The container index folder and container data folder can contain user files that can be shared across all items folders X within the deduplication store, that is, the files that are not unique to a single item folder X. Hence, only a single copy of a user instance, i.e. a single or unique instance of user data shared across all items folders X can be stored in the container data folder. Hence, if an instance of user data (e.g. email advertising sales from a store) is shared by user A, user B and user C, i.e. shared instance of user data mapped to item folder 1 for user A, to item folder 3 for user B and to item folder 6 for user C, a unique version of this instance of user data shared among all users may be stored in the container data folder of the deduplication store shown in Table 1.
Table 2 shows how an instance “z” of user data that was previously backed up to a specific item folder X, e.g. item folder 2 can be accessed. In order to recover the instance “z” of user data, the following meta data within the hierarchical distribution of meta data can be read when accessing the deduplication store shown in Table 1:
In one example, the present techniques provide a hierarchy to the meta data within the hierarchical distribution shown in Table 1. To access data in the container data storage, the meta data files within the hierarchical distribution may be accessed.
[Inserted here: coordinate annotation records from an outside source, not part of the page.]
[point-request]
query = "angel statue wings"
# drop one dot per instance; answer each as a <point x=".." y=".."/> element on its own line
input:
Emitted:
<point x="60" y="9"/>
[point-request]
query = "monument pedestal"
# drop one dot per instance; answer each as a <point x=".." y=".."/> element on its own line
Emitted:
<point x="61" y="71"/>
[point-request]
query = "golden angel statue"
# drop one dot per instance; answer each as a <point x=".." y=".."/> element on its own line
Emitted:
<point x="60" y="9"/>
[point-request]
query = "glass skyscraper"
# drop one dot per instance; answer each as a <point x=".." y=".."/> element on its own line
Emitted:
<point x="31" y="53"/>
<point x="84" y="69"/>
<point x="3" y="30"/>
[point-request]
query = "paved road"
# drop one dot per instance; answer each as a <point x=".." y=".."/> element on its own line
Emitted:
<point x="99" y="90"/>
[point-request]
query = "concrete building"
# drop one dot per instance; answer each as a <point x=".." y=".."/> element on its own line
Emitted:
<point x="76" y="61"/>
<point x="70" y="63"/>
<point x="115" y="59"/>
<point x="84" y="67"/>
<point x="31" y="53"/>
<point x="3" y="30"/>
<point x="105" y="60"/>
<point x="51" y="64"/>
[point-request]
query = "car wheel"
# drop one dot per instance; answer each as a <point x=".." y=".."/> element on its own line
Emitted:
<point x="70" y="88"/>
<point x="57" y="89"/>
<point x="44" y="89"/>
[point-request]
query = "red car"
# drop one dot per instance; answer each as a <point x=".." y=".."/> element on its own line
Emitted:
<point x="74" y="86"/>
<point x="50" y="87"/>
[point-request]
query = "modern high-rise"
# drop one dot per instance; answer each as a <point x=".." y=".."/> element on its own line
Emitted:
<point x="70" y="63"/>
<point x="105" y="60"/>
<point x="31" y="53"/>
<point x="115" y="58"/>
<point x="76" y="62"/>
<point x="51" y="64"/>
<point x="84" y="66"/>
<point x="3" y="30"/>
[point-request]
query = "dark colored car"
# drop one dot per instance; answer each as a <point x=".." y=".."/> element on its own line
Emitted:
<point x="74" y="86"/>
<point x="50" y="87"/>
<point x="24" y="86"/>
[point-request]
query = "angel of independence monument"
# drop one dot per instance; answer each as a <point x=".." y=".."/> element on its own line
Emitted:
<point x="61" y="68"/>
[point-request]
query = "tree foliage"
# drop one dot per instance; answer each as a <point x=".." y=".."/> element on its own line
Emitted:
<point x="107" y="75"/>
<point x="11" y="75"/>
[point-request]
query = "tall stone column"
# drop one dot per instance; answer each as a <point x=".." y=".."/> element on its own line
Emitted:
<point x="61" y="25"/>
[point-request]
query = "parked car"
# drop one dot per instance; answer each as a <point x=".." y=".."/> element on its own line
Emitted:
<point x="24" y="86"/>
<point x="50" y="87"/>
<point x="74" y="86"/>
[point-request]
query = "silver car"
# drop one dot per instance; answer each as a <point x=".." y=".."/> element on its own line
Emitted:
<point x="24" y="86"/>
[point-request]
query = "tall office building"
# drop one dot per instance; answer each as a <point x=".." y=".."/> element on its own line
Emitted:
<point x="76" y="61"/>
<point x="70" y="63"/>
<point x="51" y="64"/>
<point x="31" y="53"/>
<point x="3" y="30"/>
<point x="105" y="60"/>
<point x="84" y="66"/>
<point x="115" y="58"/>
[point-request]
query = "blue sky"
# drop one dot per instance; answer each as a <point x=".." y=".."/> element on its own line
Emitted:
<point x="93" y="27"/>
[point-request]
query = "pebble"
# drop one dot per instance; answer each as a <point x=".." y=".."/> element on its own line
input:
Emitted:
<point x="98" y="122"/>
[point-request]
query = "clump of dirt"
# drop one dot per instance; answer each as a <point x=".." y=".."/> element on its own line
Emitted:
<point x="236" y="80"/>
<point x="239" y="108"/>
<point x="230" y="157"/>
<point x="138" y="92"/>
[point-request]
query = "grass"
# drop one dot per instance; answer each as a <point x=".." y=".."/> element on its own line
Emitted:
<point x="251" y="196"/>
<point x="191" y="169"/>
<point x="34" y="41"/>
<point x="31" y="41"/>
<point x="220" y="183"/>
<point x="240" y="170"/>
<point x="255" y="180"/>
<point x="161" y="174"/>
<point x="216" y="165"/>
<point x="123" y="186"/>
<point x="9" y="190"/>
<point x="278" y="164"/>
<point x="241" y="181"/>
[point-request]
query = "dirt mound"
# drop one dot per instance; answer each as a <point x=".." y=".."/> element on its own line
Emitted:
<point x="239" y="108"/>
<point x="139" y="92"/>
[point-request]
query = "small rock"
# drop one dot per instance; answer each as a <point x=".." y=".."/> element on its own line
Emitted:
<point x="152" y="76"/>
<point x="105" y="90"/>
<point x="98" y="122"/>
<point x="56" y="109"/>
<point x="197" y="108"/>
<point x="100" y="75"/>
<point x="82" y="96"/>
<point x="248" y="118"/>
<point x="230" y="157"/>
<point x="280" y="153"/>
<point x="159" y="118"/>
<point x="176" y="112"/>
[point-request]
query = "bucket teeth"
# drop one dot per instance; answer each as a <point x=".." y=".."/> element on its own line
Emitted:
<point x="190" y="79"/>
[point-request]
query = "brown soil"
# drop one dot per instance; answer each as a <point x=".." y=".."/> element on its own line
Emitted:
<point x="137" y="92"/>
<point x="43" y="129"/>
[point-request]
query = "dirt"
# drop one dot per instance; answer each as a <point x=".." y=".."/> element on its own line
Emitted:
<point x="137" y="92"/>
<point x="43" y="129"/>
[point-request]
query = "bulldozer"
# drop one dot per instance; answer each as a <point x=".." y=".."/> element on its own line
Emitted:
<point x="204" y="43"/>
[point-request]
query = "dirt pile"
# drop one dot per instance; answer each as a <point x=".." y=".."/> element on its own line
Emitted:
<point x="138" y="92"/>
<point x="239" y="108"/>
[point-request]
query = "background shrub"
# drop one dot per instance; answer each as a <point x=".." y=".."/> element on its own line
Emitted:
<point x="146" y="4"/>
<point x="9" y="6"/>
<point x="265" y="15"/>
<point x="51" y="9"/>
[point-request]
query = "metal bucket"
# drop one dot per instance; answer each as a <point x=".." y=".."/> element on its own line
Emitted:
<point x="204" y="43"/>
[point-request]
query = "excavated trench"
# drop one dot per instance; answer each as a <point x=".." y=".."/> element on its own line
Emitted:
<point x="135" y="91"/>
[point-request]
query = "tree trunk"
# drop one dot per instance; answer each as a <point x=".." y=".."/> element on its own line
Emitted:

The present disclosure presents a solution for events where any one of the meta data files is missing or corrupt. In one example, computing device 110 may be configured to practice the techniques of the present disclosure.
The hierarchical distribution of metadata in the deduplication storage system can further comprise a plurality of item folders, wherein each of the item folders can reference a unique instance of user data and comprise an item meta file, an item version folder storing a plurality of item version meta files and a segment folder storing a plurality of segment meta files. In this particular example according to the present disclosure, the plurality of item folders, the container index folder and the container data storage can be comprised in a main storage node or deduplication store, the main storage node can comprise a store meta file.
The store meta file can reference the plurality of item folders, and wherein for each item folder of the plurality of item folders the item meta file can reference the plurality of item version meta files within the item version folder, the plurality of item version meta files can reference the plurality of segment meta files within the segment folder and the plurality of segment meta files can reference the plurality of container index meta files.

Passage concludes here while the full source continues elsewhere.